The United States Shuts Down Its Famous Giant Arecibo Space Telescope In Puerto Rico Forest | Science
A huge US space telescope located deep in the jungle of Puerto Rico will be closed after suffering two devastating accidents in recent months, ending 57 years of astronomical discoveries.
Operations at the Arecibo Observatory, one of the largest in the world, ceased in August when one of the supporting cables slipped out of its socket, causing a 30-meter (100-foot) hole to fall into a 305-meter (1,000-foot) reflecting dish.
Then another cable broke earlier this month, creating a new hole in the dish and damaging adjacent cables as engineers scrambled to devise a plan to preserve the defective structure.
Accidents at the site – which also famously served as the stage for the James Bond movie GoldenEye, as well as contact Jodie Foster – prompted the US National Science Foundation (NSF), an independent government agency, to request time at the facility.
“NSF has concluded that recent damage to the 305-meter telescope cannot be remedied without risking the lives and safety of crews and employees,” said Shawn Jones, assistant director of the NSF’s Directorate of Mathematical and Physical Sciences.
“NSF has decided to begin the planning process for a regulator decommissioning,” Jones said.
A NSF spokesperson said engineers have yet to determine the cause of the initial cable failure.
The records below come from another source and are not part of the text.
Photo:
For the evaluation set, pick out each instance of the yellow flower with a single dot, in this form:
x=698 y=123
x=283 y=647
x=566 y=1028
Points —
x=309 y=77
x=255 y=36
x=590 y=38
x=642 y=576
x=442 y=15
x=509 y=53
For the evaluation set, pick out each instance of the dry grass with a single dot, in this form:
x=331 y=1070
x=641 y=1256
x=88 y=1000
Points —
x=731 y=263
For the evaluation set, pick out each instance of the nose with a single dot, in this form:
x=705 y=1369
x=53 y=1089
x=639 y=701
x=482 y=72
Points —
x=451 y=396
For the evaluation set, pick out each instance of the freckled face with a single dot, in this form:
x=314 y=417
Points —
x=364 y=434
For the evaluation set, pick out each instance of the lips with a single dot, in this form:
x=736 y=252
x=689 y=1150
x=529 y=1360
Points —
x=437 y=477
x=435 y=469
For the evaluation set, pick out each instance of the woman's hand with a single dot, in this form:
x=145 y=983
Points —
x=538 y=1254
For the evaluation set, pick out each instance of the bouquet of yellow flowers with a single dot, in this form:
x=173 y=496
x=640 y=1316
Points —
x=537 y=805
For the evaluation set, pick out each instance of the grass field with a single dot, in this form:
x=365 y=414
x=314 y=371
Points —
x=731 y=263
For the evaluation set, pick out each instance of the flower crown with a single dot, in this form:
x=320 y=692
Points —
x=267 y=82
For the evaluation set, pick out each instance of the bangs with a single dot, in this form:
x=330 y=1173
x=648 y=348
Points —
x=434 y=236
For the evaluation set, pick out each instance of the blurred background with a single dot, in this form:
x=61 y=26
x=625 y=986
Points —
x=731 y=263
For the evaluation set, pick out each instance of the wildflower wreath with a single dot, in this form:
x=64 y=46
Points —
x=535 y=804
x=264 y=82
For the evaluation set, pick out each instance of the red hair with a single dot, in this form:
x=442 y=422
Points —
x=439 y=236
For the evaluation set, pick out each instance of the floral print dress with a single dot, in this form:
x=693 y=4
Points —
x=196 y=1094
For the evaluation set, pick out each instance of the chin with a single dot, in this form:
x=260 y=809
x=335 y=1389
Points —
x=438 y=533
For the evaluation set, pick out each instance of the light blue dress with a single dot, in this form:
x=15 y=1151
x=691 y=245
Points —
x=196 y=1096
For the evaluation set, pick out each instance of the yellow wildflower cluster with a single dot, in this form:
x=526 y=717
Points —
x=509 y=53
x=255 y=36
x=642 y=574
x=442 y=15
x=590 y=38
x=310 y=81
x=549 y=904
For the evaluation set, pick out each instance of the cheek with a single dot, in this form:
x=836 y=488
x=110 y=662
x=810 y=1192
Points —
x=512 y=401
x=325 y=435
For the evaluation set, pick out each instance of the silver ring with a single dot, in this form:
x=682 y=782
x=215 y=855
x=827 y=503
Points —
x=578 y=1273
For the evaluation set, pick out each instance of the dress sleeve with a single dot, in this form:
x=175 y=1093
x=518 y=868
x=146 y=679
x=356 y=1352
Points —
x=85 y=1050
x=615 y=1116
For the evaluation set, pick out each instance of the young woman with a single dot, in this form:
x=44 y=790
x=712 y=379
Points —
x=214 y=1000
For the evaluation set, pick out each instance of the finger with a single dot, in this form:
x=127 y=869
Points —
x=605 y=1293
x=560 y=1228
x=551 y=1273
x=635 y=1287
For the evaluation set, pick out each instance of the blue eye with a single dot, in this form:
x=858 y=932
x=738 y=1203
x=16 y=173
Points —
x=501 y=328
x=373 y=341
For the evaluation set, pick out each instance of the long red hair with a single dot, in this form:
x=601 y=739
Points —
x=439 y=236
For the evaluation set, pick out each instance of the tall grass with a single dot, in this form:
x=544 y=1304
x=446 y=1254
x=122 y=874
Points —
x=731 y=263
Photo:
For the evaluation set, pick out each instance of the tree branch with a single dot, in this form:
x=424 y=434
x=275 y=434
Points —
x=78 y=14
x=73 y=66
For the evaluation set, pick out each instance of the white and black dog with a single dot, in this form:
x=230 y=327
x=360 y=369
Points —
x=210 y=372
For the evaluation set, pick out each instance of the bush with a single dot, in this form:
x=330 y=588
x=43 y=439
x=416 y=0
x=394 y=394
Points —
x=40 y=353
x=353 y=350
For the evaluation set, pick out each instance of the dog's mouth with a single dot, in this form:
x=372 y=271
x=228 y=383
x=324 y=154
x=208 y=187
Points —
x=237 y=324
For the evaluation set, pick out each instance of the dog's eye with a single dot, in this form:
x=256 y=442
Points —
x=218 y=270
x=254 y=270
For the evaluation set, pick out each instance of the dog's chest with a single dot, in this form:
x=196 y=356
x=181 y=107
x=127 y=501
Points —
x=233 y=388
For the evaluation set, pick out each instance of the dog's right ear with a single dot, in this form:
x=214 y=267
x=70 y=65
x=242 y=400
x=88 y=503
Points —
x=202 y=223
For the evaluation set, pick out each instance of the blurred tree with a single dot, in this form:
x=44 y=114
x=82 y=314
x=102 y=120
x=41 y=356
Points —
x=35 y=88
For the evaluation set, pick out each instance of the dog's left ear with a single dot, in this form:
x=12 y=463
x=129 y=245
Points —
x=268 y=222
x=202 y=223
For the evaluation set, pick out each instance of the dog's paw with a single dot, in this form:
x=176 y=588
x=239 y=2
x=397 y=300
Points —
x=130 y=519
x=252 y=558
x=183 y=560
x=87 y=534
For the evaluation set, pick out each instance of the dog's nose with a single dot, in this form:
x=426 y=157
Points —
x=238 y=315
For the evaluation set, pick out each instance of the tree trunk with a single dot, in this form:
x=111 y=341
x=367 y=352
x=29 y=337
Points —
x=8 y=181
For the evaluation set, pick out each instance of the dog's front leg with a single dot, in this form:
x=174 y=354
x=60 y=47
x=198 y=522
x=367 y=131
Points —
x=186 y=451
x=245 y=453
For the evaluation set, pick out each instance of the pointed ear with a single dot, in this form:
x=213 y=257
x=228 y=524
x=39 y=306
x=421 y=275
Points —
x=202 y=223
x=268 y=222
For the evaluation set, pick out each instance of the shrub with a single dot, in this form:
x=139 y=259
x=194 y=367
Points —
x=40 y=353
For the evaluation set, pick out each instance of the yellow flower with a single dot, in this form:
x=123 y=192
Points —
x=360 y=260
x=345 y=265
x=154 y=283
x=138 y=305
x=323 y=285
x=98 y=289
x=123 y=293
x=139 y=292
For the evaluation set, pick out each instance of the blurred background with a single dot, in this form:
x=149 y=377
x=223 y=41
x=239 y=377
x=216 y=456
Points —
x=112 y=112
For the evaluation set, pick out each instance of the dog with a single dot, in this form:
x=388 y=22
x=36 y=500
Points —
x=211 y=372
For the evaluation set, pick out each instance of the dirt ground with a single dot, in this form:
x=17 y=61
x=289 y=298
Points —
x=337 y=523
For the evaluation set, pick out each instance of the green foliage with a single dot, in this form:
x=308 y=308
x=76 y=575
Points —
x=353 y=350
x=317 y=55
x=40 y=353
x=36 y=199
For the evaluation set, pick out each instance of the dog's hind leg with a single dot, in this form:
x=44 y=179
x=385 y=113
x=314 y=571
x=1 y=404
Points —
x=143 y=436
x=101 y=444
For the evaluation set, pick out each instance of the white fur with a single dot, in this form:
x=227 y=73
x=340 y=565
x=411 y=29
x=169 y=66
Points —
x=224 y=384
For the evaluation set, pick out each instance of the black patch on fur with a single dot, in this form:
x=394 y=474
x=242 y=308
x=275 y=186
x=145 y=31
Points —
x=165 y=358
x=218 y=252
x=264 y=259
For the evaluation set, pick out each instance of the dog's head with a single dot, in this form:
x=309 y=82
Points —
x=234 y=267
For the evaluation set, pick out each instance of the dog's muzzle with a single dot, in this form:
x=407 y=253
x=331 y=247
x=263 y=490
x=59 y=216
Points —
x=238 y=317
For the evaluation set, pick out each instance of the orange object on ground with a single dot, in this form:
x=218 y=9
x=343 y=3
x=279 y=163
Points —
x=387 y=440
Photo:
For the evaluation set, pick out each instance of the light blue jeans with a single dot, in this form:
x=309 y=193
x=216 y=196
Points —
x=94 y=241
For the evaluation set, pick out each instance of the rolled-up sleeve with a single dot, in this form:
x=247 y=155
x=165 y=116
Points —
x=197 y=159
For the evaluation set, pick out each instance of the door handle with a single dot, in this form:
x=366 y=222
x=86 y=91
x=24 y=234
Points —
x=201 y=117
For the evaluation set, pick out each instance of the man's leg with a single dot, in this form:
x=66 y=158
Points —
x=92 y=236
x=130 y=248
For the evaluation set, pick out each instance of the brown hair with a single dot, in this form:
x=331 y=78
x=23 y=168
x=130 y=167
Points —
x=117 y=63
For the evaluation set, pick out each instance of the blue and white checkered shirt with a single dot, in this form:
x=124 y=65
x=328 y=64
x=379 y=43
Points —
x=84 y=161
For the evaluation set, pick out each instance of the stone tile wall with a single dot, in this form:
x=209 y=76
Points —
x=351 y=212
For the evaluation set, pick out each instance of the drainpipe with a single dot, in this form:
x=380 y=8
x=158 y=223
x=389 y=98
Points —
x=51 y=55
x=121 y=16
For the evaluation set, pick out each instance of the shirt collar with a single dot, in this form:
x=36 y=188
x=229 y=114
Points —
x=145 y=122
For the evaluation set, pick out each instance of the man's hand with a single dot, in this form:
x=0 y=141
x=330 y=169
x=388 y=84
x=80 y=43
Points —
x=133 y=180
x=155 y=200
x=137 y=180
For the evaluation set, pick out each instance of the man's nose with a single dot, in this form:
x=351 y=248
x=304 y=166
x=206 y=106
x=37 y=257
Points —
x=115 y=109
The observatory’s broad reflective dish and 816-ton structure hangs 137 meters above it, nestled in the wet forests of Arecibo. Puerto RicoIt has been used by scientists and astronomers around the world for decades to analyze distant planets, find potentially dangerous asteroids and search for fingerprints of extraterrestrial life.
The telescope was instrumental in the discovery of the near-Earth asteroid Bennu in 1999, laying the groundwork for NASA to send a robotic probe there to collect a dusty sample from the first asteroid and eventually return it after about two decades.
An engineering firm hired by the University of Central Florida, which operates the NSF observatory under a five-year, $ 20 million agreement, concluded in a report to the university last week that “in the event of an additional major cable failure, the catastrophic collapse of the entire complex of the structure would soon follow.”
Citing safety concerns, the company ruled out efforts to repair the observatory and recommended demolishing the monitor.